Вероятнее всего, в государствах, уже знакомых с гражданством и состоявших из морских народов, подобно Афинам, морская галера усилила дух демократии. В Афинах реформы Солона 593 г. до н. э. установили, кто обладал правом на гражданство, разделив общество на четыре имущественных класса в зависимости от количества бушелей зерна, которые каждый класс мог получить в год. Первые три получали 500, 300 и 200 бушелей на человека (последний — класс гоплитов), четвертый низший класс составляли феты — свободно рожденные бедняки. По всей видимости, в отличие от всех остальных классов феты не имели права занимать государственные должности, хотя обладали правом голоса в ассамблее. Феты составляли базис афинских галер. Их формальная конституционная власть никогда не повышалась, однако их влияние в ассамблее, по всей вероятности, росло отчасти в результате их вклада в военно-морской флот.
Усиление полиса также проистекало из другой характеристики военно-морского флота — децентрализации командных структур по сравнению с командованием сухопутных армий. Отдельно взятый военный корабль был автономным, поскольку море представляло собой огромное неограниченное пространство. Во всех парусных флотилиях море подобным образом расстраивало централизованные командные структуры, сбивая корабли с курса в большинстве битв. Сначала необходимо было государство, способное к интеграции армии и флота, чтобы военно-морские силы могли оказать негативное влияние на децентрализованную демократию. Рим и Карфаген были единственными кандидатами, претендовавшими на существование подобного государства.
Тем не менее по мере роста военно-морской флот создал еще одну угрозу автономии полиса. Человеческие ресурсы граждан истощались. Маленьким городам-государствам, построившим собственный флот, вскоре стало требоваться больше гребцов, чем могли предоставить граждане. Эгинцы отправили 30 трирем, (галер с тремя рядами весел) для битвы при Сала-мине в 480 г. до н. э., для которых было необходимо 6000 мужчин призывного возраста, хотя общее население острова Эгины в то время составляло всего 9000 человек. Фукидид рассказывает об интересных дипломатических переговорах, состоявшихся между Афинами и Коринфом в 432 г. до н. э. Коринф проводил политику, в соответствии с которой пытался выкупить афинских гребцов, которые, как утверждалось, все равно были наемниками. Перикл, участвовавший в переговорах со стороны Афин, утверждал, что Афины могут предоставить своим гребцам нечто большее, чем просто зарплаты. Они могли обеспечить безопасность труда и безопасность для домов гребцов в городе-государстве (на самом деле он угрожал гребцам, подчеркивая, что Афины могут отказать им в возможности вернуться на родину).
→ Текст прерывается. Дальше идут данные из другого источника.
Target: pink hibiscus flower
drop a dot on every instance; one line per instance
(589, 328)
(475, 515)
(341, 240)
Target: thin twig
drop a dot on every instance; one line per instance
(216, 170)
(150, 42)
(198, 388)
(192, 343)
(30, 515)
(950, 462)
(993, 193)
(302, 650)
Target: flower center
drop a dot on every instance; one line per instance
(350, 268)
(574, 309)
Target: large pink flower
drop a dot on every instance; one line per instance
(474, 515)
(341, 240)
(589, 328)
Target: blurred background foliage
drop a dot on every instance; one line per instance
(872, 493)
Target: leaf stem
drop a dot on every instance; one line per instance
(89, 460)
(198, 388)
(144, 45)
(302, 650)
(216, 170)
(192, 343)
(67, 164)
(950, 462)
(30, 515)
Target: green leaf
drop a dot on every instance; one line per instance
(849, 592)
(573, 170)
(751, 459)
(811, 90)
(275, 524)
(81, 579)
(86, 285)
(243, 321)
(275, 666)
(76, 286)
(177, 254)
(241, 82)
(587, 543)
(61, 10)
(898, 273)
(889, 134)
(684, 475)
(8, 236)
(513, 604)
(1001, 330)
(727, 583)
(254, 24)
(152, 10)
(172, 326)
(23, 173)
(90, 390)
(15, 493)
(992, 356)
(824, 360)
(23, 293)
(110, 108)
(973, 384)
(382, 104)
Он допускал, что большинство гребцов происходили из других греческих государств, за исключением рулевых и унтер-офицеров, которые были афинянами. Поэтому расширение военного флота несло с собой иерархию. Более крупные города-государства командовали гражданами более мелких государств: мульти государственная система давала сбои.
Похожие изменения происходили и в сухопутных войсках: поскольку силы наемников возрастали, граждане бедных государств сражались как гоплиты-лшит/ (потомки свободнорожденных иностранцев) на стороне тех городов, которые были богаче. Так как рост ресурсов предполагал рост армий на поле боя, сами армии становились тактически более разнообразными. Фессалийская конница, скифские и фракийские лучники (все формы северных пограничных земель) координировались с гоплитами, повышая иерархию и централизацию.